Labour rights groups and workers call for action on China’s employment agencies

Dozens of labour rights groups, workers and activists across China have signed a submission to the central government calling for action to end the widespread abuse of the employment agency system in China that affects more than 60 million workers.

Spearheaded by the Panyu Workers’ Service Centre in Guangzhou, a total of 24 organizations and 103 individuals signed a submission entitled “promote collective bargaining, phase-out agency labour and straighten-out labour relations” (推行集体谈判、淡出劳务派遣、理顺劳资关系).

The submission was made on 6 September in response to the Ministry of Human Resources and Social Security’s (MOHRSS) call for comment on its proposed Regulations on Agency Labour, issued last month.

Signatories included other well-known groups such as the Laowei Law Firm and the Spring Wind Labour Dispute Service Centre in Shenzhen, Yirenping and Little Bird in Beijing, and the Xiao Chen Hotline in Qingdao. Individual signatories included pneumoconiosis rights activist Zhang Haichao as well as dozens of ordinary workers who are at the frontline of labour agency abuses.

The joint-submission noted that the use of agency labour in China was spinning out of control, and called on the government to shift its focus towards promoting a traditional and stable contract-based employment system, establishing collective bargaining as the basic mechanism for regulating labour relations, and gradually phasing out the use of agency labour in China.

The submission pointed out that agency labour should be merely a supplement or an adjunct to a contract-based employment system, providing flexible and short term labour as and when needed. However, it noted, the system is being heavily abused in China today with employers hiring agency workers for full time positions instead of hiring regular employees. According to a report released by the All-China Federation of Trade Unions back in 2011, there were more than 60 million agency workers in China even then, most of who were employed in state-owned enterprises and government entities.
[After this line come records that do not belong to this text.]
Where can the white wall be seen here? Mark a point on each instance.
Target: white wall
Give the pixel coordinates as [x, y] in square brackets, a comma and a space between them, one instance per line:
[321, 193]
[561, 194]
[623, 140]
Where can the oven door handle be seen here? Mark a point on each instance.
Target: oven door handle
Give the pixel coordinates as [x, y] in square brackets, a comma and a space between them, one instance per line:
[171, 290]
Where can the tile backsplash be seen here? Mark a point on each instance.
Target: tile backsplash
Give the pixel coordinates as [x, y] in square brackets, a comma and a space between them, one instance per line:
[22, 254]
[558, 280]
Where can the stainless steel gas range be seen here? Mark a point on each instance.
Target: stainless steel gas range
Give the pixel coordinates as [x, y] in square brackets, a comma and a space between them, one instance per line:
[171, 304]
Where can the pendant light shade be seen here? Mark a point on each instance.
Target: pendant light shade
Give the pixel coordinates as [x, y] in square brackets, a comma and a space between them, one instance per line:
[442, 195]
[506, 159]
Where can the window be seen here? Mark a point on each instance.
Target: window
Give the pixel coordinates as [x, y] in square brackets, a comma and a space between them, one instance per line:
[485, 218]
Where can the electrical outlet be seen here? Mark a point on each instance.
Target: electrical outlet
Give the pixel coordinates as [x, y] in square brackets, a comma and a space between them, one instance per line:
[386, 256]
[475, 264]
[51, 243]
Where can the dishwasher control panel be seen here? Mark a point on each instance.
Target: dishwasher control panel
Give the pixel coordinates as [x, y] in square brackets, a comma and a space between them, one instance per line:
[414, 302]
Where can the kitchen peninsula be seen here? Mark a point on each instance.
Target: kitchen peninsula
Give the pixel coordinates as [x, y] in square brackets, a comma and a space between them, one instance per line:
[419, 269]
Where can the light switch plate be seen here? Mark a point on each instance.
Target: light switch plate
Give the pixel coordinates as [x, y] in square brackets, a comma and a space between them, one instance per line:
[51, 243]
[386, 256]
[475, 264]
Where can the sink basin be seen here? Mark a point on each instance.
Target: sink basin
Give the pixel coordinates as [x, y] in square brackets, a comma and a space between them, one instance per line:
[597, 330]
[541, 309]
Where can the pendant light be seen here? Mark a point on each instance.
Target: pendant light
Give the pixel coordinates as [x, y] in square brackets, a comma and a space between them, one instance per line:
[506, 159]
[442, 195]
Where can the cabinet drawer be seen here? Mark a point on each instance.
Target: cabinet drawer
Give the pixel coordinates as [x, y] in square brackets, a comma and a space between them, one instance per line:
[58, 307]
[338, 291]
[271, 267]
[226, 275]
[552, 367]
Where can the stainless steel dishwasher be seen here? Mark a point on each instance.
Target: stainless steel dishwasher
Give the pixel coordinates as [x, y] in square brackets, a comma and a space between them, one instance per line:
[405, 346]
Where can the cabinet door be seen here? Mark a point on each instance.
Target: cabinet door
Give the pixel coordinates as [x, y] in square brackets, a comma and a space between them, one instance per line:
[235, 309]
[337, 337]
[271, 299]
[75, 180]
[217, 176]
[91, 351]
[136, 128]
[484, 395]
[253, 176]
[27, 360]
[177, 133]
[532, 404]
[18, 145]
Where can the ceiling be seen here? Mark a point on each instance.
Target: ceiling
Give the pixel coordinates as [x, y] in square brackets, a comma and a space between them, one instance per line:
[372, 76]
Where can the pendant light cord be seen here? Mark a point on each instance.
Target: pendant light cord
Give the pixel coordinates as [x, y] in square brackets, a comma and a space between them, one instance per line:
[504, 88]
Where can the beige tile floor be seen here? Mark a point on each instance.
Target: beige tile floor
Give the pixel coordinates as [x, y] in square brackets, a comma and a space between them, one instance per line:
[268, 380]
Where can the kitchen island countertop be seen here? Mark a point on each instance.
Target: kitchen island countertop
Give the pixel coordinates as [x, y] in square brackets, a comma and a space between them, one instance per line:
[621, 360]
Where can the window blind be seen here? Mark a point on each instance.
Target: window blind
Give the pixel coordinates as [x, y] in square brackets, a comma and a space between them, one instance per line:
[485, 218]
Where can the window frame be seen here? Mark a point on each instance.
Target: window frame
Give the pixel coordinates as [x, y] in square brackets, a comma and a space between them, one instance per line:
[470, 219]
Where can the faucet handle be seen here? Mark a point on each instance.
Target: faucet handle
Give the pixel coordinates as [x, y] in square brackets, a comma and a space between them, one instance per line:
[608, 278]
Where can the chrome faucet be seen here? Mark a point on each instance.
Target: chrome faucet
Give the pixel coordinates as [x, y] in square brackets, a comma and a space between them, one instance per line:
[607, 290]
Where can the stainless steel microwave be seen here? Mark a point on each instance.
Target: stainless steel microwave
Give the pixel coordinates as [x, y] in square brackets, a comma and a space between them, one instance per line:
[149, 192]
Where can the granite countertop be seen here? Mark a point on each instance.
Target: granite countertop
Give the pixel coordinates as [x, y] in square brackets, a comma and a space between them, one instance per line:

The submission argued that the government’s top priorities with regard to regulating agency labour should be to maintain a healthy labour market, enhance employment flexibility, and guarantee the worth and dignity of individual workers.

Moreover, the government should ensure that all agency workers obtain unemployment benefits when they are idle or between work placements, the submission said.

The proposed MOHRSS Regulations on Agency Labour follow the implementation of the revised Labour Contract Law on 1 July 2013, which was supposed to tighten up the loopholes in the original law related to agency labour and restore the principle of equal pay for equal work to the workplace in China.

The Panyu Workers’ Service Centre was the first grassroots non-governmental organization promoting labour rights to be set up in China’s “factory of world” in southern Guangdong in 1998. It was described in 2010 by the Southern Metropolis Daily as a symbol of the “beginnings of worker self-help” (劳工自救开始).